This is my first question to the stack overflow.
We are doing statistics for simulation data and I wanted to implement the bootstrap in Oracle-SQL (sampling data with replacement). My approach is as follows:
However, there seems to be a problem with joins. Oracle is losing some rows.

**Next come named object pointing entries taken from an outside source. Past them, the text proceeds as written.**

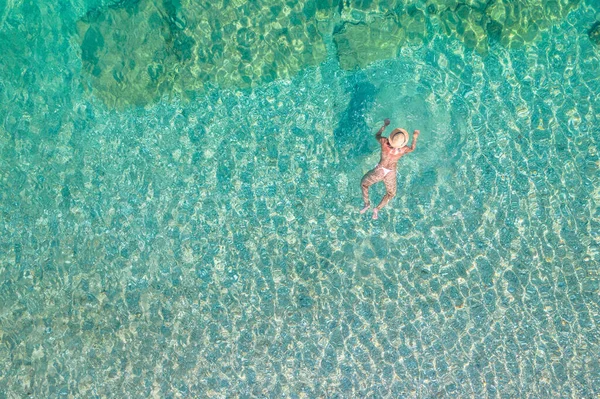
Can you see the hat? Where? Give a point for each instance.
(398, 138)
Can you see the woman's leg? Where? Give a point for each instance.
(368, 180)
(390, 188)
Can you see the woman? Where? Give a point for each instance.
(392, 149)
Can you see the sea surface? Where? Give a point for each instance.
(180, 196)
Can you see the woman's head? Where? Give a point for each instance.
(398, 138)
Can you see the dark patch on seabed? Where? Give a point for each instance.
(353, 135)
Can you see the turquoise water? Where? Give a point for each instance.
(197, 234)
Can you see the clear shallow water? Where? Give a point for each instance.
(209, 244)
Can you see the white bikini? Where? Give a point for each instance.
(385, 171)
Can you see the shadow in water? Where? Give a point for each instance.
(353, 135)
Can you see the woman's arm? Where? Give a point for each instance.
(386, 122)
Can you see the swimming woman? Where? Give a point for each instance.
(393, 148)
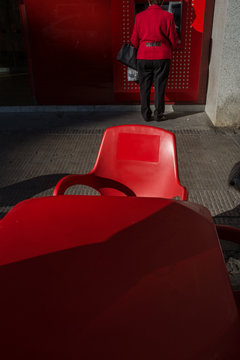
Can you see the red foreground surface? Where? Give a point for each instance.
(86, 277)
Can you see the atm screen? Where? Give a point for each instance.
(174, 7)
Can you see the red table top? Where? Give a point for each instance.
(114, 278)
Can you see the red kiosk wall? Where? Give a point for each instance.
(188, 78)
(72, 48)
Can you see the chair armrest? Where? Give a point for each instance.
(91, 180)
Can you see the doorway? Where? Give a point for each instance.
(14, 77)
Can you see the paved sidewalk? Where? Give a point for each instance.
(38, 149)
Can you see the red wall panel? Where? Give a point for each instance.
(70, 45)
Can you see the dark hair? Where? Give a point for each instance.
(156, 2)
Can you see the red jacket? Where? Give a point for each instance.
(154, 25)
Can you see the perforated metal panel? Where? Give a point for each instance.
(185, 69)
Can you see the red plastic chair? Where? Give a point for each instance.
(133, 160)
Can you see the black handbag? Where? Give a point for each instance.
(128, 56)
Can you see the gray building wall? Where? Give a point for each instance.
(223, 96)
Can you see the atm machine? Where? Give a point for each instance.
(188, 77)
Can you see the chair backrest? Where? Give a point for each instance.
(142, 158)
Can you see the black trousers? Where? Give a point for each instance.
(153, 72)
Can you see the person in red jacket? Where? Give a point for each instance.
(155, 36)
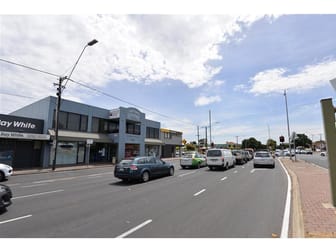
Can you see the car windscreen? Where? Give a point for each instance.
(214, 153)
(262, 154)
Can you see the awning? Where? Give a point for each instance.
(152, 141)
(65, 135)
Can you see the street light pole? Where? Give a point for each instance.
(289, 140)
(59, 94)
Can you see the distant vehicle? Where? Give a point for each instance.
(323, 153)
(5, 171)
(142, 168)
(220, 158)
(263, 158)
(5, 197)
(193, 160)
(239, 156)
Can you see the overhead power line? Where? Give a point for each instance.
(28, 67)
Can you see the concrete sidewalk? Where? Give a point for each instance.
(312, 212)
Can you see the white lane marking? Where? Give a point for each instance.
(134, 229)
(14, 184)
(198, 193)
(15, 219)
(32, 185)
(185, 174)
(37, 194)
(285, 221)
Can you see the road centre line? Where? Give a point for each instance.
(188, 173)
(198, 193)
(15, 219)
(37, 194)
(134, 229)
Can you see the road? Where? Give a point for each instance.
(241, 202)
(315, 159)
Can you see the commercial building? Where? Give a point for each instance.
(87, 134)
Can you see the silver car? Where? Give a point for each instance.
(264, 159)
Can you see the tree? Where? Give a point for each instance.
(252, 143)
(303, 140)
(271, 144)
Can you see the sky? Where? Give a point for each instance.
(177, 67)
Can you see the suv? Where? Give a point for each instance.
(5, 171)
(222, 158)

Here is an example. When I do the following query, I get a random ordering of the rows:
WITH basis as (
SELECT 'A' AS KPI_KEY, 2 AS KPI_VALUE FROM dual
union all
SELECT 'A' AS KPI_KEY, 5 AS KPI_VALUE FROM dual
union all
SELECT 'A' AS KPI_KEY, 3 AS KPI_VALUE FROM dual
), group_counts AS (
SELECT KPI_KEY, COUNT(*) as total_count
FROM basis
GROUP BY KPI_KEY
)
, random_numbers AS (
SELECT KPI_KEY, ceil(dbms_random.value(0, max(total_count))) AS rand_rn
FROM group_counts
GROUP BY KPI_KEY
CONNECT BY LEVEL <= total_count AND PRIOR KPI_KEY = KPI_KEY AND PRIOR dbms_random.value IS NOT NULL
)
select * from random_numbers
;
Result (correct): KPI_KEY RAND_RN 'A' 1 'A' 2 'A' 2
Now, when I join the numbered rows like the following, the result is wrong:
WITH basis as (
SELECT 'A' AS KPI_KEY, 2 AS KPI_VALUE FROM dual
union all
SELECT 'A' AS KPI_KEY, 5 AS KPI_VALUE FROM dual
union all
SELECT 'A' AS KPI_KEY, 3 AS KPI_VALUE FROM dual
), group_counts AS (
SELECT KPI_KEY, COUNT(*) as total_count
FROM basis
GROUP BY KPI_KEY
)
, numbered_rows AS (
SELECT KPI_KEY, KPI_VALUE, ROW_NUMBER()
OVER (PARTITION BY KPI_KEY ORDER BY dbms_random.value) AS rn, total_count
FROM basis
JOIN group_counts USING (KPI_KEY)
)
, random_numbers AS (
SELECT KPI_KEY, ceil(dbms_random.value(0, max(total_count))) AS rand_rn
FROM group_counts
GROUP BY KPI_KEY
CONNECT BY LEVEL <= total_count AND PRIOR KPI_KEY = KPI_KEY AND PRIOR dbms_random.value IS NOT NULL
)
SELECT rn.KPI_KEY, nr.KPI_VALUE, nr.rn
FROM random_numbers rn
LEFT JOIN numbered_rows nr
ON rn.KPI_KEY = nr.KPI_KEY
and rn.rand_rn = nr.rn
;
Result (value is random, but missing rows from join): KPI_KEY KPI_VALUE RN 'A' 5 3
Someone who has had a similar problem before? Seems like an Oracle bug to me, but maybe I missed an important detail.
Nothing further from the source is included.